Giovanni Melillo est l'un des hommes les plus protégés d'Italie. Le procureur général italien chargé de la lutte anti-mafia, entré en fonction il y a six mois, est venu en toute discrétion mardi à Berne pour une première réunion de travail avec son homologue suisse Stefan Blättler.
Il s'agissait de la première réunion de travail entre les deux hommes.
"Ramification grandissante" de la mafia en Suisse
Au printemps, le nouveau procureur général de la Confédération avait annoncé faire de la lutte contre la criminalité économique l'une de ses priorités. Aujourd'hui, Stefan Blättler et Giovanni Melillo ont décidé d'instaurer un échange d'informations permanent entre les justices des deux pays. Les deux hommes se rencontreront désormais au moins deux fois par an.
"Nous nous inquiétons beaucoup de la ramification grandissante de la 'Ndrangeta (la mafia calabraise, la plus puissante d'Italie, ndlr) dans toute la Suisse", affirme Giovanni Melillo dans le 19h30 de la RTS. "Le but des organisations mafieuses, c'est de transformer la violence en richesse matérielle, c'est pour cela qu'elles viennent en Suisse", ajoute le procureur italien.
"Il faut ouvrir davantage d'enquêtes en Suisse"
Dans son rapport annuel 2021, la Police fédérale constate que les mafias italiennes sont très implantées en Suisse. "A partir des analyses criminelles dont nous disposons, nous savons non seulement que les phénomènes mafieux existent en Suisse, mais que ceux-ci sont en augmentation", ajoute Stefan Blättler, qui a succédé à Michael Lauber à la tête du Ministère public de la Confédération (MPC) au début 2022.
Ces organisations criminelles sont désormais présentes dans toutes les régions du pays, selon Fedpol. Plusieurs arrestations ont eu lieu ces dernières années, notamment à Frauenfeld (TG) en 2014, mais rares sont les condamnations de mafieux. "Ce que nous devons faire maintenant, c'est ouvrir davantage d'enquêtes concrètes", note le procureur général de la Confédération.
Améliorer l'échange d'informations entre les cantons
Cependant, pour lui, intensifier l'échange d'informations avec l'Italie ne suffira pas. Il faudrait aussi que les polices cantonales communiquent entre elles, ce qui n'est toujours pas le cas. "Actuellement, nous avons presque des meilleures possibilités d'échange avec les Etats Schengen qu'à l'intérieur de notre pays", relève ironiquement l'ancien commandant de la police bernoise.
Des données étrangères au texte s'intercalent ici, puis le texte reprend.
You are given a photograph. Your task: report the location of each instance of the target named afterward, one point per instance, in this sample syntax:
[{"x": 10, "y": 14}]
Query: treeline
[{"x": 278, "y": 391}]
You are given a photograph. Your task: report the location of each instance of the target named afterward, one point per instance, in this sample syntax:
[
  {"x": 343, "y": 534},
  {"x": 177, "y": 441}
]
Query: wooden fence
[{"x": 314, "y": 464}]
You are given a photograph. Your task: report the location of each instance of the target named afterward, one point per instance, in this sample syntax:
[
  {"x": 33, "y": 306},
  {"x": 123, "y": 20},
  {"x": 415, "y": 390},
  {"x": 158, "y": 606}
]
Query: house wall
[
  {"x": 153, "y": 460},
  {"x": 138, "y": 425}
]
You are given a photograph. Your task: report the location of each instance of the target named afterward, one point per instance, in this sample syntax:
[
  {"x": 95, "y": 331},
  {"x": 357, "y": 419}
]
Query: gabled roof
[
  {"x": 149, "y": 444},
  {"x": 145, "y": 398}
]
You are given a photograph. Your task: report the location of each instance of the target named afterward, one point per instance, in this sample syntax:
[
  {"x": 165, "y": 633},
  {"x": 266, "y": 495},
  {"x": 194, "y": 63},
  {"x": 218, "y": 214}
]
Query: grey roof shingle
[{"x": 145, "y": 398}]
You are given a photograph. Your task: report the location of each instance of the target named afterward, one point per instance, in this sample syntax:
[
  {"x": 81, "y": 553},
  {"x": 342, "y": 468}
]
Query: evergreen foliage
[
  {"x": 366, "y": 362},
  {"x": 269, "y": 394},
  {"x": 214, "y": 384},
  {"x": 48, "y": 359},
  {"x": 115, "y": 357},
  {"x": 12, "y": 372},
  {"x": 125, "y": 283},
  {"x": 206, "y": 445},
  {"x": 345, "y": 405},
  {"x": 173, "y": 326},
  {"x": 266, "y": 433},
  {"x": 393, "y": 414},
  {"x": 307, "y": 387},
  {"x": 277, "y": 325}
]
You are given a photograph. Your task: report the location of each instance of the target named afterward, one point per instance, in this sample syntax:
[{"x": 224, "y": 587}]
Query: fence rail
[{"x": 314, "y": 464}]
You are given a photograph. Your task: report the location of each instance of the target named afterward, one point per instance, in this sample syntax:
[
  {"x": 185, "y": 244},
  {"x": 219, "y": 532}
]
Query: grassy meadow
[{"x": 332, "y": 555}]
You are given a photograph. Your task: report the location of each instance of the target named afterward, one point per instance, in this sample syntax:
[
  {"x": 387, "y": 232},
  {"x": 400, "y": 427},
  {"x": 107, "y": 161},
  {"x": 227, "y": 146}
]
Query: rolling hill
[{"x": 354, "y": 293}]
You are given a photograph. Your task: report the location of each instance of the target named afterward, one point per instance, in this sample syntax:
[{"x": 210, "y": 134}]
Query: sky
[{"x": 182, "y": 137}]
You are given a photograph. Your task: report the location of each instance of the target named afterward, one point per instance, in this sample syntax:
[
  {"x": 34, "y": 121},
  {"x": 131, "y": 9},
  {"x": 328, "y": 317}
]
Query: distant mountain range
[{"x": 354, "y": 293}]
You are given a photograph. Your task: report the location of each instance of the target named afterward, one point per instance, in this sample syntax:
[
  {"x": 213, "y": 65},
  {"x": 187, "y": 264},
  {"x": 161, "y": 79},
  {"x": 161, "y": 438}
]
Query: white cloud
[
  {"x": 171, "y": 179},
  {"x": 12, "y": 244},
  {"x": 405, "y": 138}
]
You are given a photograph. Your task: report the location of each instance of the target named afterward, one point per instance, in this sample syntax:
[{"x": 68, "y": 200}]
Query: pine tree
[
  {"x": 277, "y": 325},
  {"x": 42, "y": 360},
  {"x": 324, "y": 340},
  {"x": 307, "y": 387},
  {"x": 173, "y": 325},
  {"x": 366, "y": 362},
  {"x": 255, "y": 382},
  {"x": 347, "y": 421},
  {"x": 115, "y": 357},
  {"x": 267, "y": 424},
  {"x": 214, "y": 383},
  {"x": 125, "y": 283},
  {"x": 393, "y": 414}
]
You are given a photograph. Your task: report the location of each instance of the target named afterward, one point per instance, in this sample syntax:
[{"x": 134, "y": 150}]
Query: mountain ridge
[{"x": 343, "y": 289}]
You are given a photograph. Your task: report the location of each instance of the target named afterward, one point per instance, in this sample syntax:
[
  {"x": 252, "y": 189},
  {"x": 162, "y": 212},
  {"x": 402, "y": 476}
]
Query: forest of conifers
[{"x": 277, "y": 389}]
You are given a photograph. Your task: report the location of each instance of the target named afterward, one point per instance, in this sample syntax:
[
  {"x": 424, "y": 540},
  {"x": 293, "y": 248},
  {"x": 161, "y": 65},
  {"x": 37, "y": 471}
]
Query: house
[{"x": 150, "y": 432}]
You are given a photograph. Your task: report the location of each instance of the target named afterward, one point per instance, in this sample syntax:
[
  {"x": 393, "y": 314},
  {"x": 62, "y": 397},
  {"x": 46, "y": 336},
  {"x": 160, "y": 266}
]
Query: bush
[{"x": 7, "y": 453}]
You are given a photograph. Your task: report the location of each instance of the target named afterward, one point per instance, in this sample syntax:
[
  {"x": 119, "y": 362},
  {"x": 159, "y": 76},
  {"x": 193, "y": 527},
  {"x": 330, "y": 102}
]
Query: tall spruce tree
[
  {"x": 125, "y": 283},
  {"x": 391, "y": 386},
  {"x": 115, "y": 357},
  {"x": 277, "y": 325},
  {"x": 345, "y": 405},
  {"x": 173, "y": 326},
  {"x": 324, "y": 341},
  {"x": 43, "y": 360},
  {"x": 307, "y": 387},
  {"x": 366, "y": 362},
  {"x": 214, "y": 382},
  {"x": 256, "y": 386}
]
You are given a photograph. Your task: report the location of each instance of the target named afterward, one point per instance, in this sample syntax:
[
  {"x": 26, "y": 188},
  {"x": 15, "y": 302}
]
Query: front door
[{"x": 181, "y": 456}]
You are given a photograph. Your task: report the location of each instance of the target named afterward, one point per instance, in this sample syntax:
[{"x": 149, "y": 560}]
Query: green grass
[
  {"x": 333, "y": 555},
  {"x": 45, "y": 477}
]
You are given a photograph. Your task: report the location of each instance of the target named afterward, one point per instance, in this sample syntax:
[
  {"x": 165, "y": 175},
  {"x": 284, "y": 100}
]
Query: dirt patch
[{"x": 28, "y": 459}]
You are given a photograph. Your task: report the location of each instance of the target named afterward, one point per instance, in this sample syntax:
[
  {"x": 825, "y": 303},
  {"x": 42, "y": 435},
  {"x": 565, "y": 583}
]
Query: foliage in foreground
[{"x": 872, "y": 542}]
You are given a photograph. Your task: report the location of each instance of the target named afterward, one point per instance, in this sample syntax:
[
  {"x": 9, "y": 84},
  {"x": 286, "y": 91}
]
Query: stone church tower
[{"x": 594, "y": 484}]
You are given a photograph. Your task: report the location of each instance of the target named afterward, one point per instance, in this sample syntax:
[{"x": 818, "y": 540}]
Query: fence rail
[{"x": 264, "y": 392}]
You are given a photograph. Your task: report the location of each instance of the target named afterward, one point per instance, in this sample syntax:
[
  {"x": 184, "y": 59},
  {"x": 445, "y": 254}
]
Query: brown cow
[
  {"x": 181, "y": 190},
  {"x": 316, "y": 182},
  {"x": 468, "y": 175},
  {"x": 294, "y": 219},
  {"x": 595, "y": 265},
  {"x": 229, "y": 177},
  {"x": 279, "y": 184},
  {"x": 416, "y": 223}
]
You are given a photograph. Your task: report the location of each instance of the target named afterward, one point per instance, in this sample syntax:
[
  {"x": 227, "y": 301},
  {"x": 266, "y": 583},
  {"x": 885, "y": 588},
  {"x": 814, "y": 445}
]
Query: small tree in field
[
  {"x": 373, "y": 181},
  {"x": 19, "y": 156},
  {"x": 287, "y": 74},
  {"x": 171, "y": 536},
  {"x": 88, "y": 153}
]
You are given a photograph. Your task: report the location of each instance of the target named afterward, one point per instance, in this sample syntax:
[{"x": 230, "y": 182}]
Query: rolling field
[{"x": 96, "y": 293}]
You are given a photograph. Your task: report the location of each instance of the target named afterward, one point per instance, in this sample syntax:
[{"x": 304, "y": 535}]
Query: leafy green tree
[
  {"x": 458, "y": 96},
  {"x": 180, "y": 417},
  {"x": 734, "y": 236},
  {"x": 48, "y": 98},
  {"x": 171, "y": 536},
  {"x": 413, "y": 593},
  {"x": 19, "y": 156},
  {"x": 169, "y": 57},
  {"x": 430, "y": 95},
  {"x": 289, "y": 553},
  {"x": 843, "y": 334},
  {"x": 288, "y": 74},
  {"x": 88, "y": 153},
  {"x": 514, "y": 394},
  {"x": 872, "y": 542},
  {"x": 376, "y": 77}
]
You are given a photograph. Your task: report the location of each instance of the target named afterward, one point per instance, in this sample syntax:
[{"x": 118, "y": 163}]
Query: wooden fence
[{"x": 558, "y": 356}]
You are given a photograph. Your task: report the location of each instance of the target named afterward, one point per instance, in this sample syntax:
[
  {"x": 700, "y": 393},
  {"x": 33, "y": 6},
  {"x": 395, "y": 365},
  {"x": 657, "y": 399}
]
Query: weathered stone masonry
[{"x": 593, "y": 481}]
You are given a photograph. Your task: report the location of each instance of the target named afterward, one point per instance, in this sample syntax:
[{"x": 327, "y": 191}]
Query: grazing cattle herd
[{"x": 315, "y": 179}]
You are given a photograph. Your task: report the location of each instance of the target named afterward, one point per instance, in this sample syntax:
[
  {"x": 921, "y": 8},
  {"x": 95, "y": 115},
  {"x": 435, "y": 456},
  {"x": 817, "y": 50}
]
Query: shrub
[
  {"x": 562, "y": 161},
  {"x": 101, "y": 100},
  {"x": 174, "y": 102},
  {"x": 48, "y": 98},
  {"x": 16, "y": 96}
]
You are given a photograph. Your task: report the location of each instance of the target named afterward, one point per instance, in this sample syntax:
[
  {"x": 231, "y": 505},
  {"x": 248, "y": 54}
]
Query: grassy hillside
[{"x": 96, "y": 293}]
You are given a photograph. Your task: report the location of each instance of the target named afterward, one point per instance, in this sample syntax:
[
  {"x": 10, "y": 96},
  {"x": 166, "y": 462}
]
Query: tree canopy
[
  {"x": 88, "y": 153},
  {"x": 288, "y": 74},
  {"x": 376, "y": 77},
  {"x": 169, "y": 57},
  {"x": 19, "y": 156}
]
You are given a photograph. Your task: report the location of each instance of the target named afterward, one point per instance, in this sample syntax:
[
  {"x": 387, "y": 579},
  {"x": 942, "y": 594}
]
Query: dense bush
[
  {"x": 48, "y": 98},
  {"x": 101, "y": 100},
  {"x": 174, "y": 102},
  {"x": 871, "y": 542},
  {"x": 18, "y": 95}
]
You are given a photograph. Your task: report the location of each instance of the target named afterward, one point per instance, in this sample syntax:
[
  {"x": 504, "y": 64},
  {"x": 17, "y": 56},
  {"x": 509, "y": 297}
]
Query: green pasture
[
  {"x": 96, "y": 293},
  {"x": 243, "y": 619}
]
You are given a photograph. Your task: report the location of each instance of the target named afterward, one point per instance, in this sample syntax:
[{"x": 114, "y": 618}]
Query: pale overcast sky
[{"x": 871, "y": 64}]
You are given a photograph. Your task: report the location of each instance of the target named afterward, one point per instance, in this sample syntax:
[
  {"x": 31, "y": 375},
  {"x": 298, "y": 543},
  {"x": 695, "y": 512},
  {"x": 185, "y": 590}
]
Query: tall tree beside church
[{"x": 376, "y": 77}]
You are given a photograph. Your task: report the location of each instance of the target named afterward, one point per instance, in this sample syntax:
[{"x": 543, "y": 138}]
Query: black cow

"Pour le moment, chaque canton a son système. Ce qu'il nous faut, c'est un système d'information unique pour l'ensemble de la Suisse", plaide le chef du MPC. "C'est la seule chose qui nous permettra de créer une espèce d'image de la situation criminelle. Sinon, nous sommes aveugles", ajoute Stefan Blättler, qui se réjouit toutefois que les discussions entre les cantons soient selon lui sur la bonne voie.